The story opens with Mia graduating from college (when we last saw her she was in high school) and zipping off to Genovia, which her grandmother, Queen Clarisse Renaldi (Julie Andrews), hopes she will govern someday soon.
PHOTO COURTESY OF UNIVERSAL PICTURES
As in the original Princess Diaries, much of the putative comedy involves the free-spirited Mia working in gentle, contrapuntal harmony with her veddy, veddy proper grandmother. Because the ugly duckling has already molted into a swan, however, the plot this time around hinges on some minor palace intrigue and romances with two blow-dried suitors who take turns holding the royal hand while keeping a safe distance from the royal chastity.
In between the cooing and wooing, the pratfalls and product placements, Hathaway and Andrews flash smiles of such dazzling wattage they could carry California through its next energy crisis.
The Princess Diaries 2 was directed by Garry Marshall, who has been selling wish-fulfillment fantasies for years, most notably in Pretty Woman and in the first Princess Diaries movie. Marshall, whose place in pop-culture heaven was secured long ago by television comedies like The Dick Van Dyke Show, on which he served as a writer, is not much of a film director. Depending on the budget, his movies look either cheap (like this one) or studio slick (Pretty Woman), and tend to have the same flat, presentational visual style that's familiar from most sitcoms.
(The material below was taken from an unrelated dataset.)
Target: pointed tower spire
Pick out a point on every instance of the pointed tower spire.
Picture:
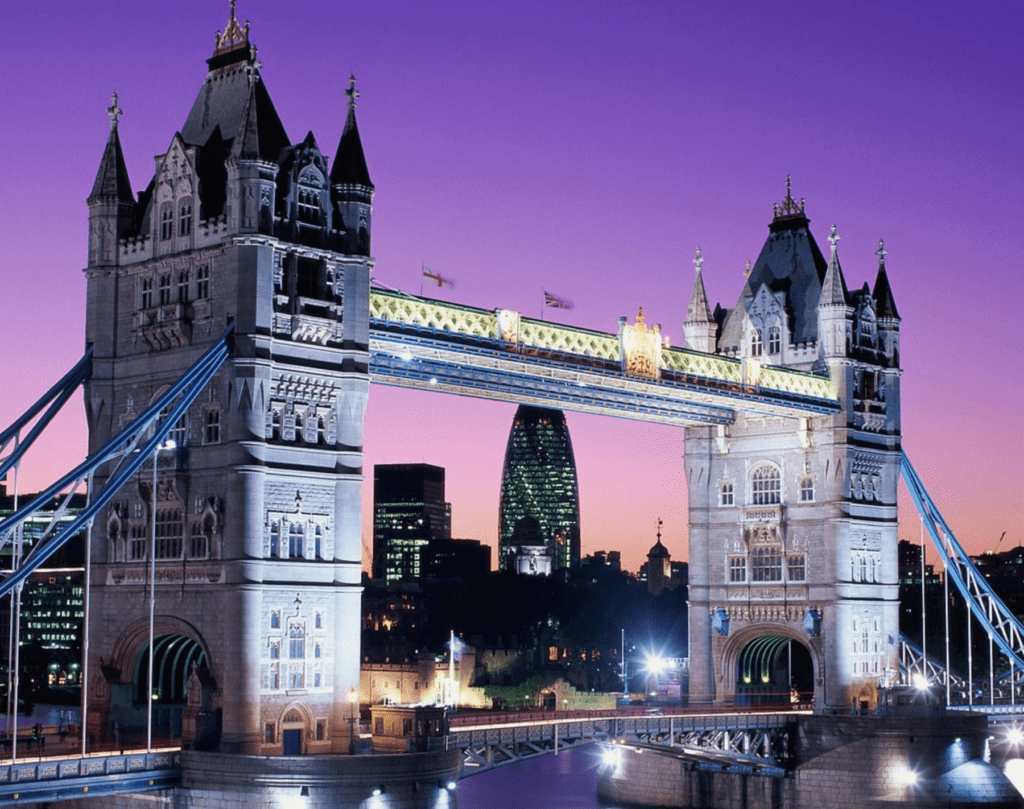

Built on vintage and newly minted cliches, Shonda Rhimes's script combines a classic storybook scenario with the usual self-help uplift. After undergoing a radical makeover in the first Princess movie, Anne has metamorphosed into a self-
possessed young woman. She knows how to walk in high heels, iron the frizz out of her hair, etc.
True, her sexuality comes across as weirdly underdeveloped, closer to that of the preadolescents who constitute this G-rated movie's core audience, than that of most typical college graduates. But that's in keeping with the character whose appeal is largely predicated on being essentially unremarkable in every respect in looks, intelligence, personality and that most dubious of designated female traits, niceness.
There's nothing wrong with being nice if it means giving succor to the poor and being kind to animals, but there's something unsettling about a character as bland, mushy and fiber-free as soggy corn flakes.
Once upon a different time, Mia might have found her truest self by hanging out with the soulfully truculent adolescent girls in Ghost World. Instead, Andrews whisked in with a face frozen in do-re-mi beatitude and carried Mia off to a world where every unruly hair and thought is as smoothed down as the grass on a windswept Bavarian mountain.
In the first film, Mia discovered she was to the manner born. Now, the princess who would be queen learns what the rest of us know already: happy movie endings generally come to those women who eat their independence and, in time, a wedding cake too.